Immunoglobulin G4-related disease (IgG4-RD) is a systemic fibroinflammatory disorder capable of affecting nearly every organ system or anatomic site. First recognized as a distinct clinical entity in the early 2000s [1,2], IgG4-RD has since been identified as the underlying pathology of numerous conditions previously considered unrelated, including type 1 (lymphoplasmacytic) autoimmune pancreatitis (AIP), Mikulicz disease, and Riedel's thyroiditis [3,4]. The myriad presentations of the disease are united by shared histopathology, frequent co-occurrence within patients, and characteristic laboratory markers, most notably including elevations in serum IgG4 concentrations that are seen in a majority of patients [5].
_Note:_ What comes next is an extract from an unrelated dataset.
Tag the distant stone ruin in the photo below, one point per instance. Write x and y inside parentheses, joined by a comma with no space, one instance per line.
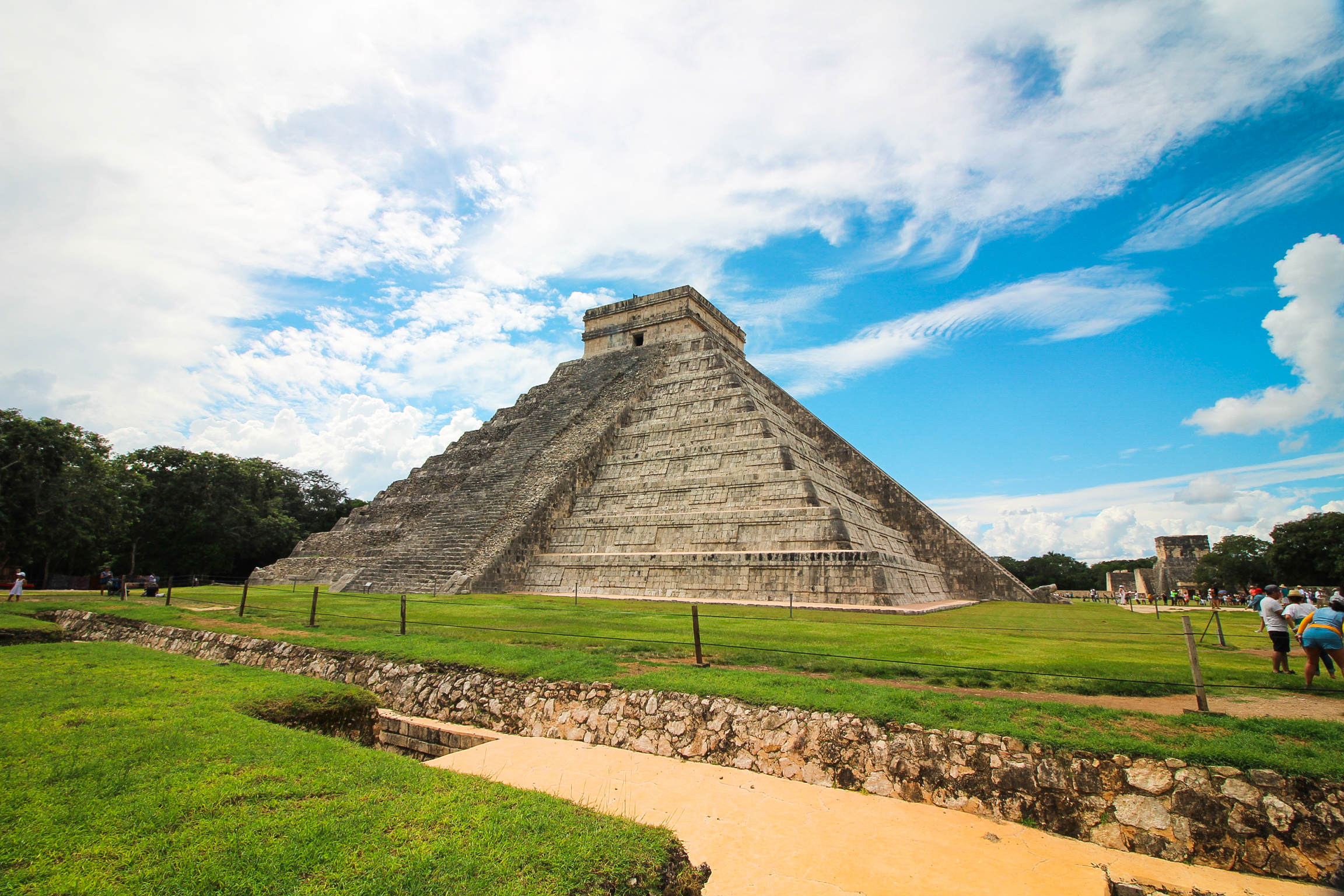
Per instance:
(662,464)
(1178,555)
Despite significant advances in the understanding of its pathogenesis and classification, IgG4-RD remains a diagnostic challenge due to its diverse clinical manifestations and similarity to various other immune-mediated and neoplastic conditions. The recognition of distinct phenotypic subsets, including proliferative and fibrotic forms of the disease, has provided a framework for understanding variations in treatment response and disease progression [6,7]. However, key questions regarding disease pathophysiology and optimal management strategies remain unanswered. This chapter aims to provide an overview of the clinical manifestations, diagnostic evaluation, and treatment of IgG4-RD, particularly highlighting the evidence for current and emerging therapeutic options for IgG4-RD.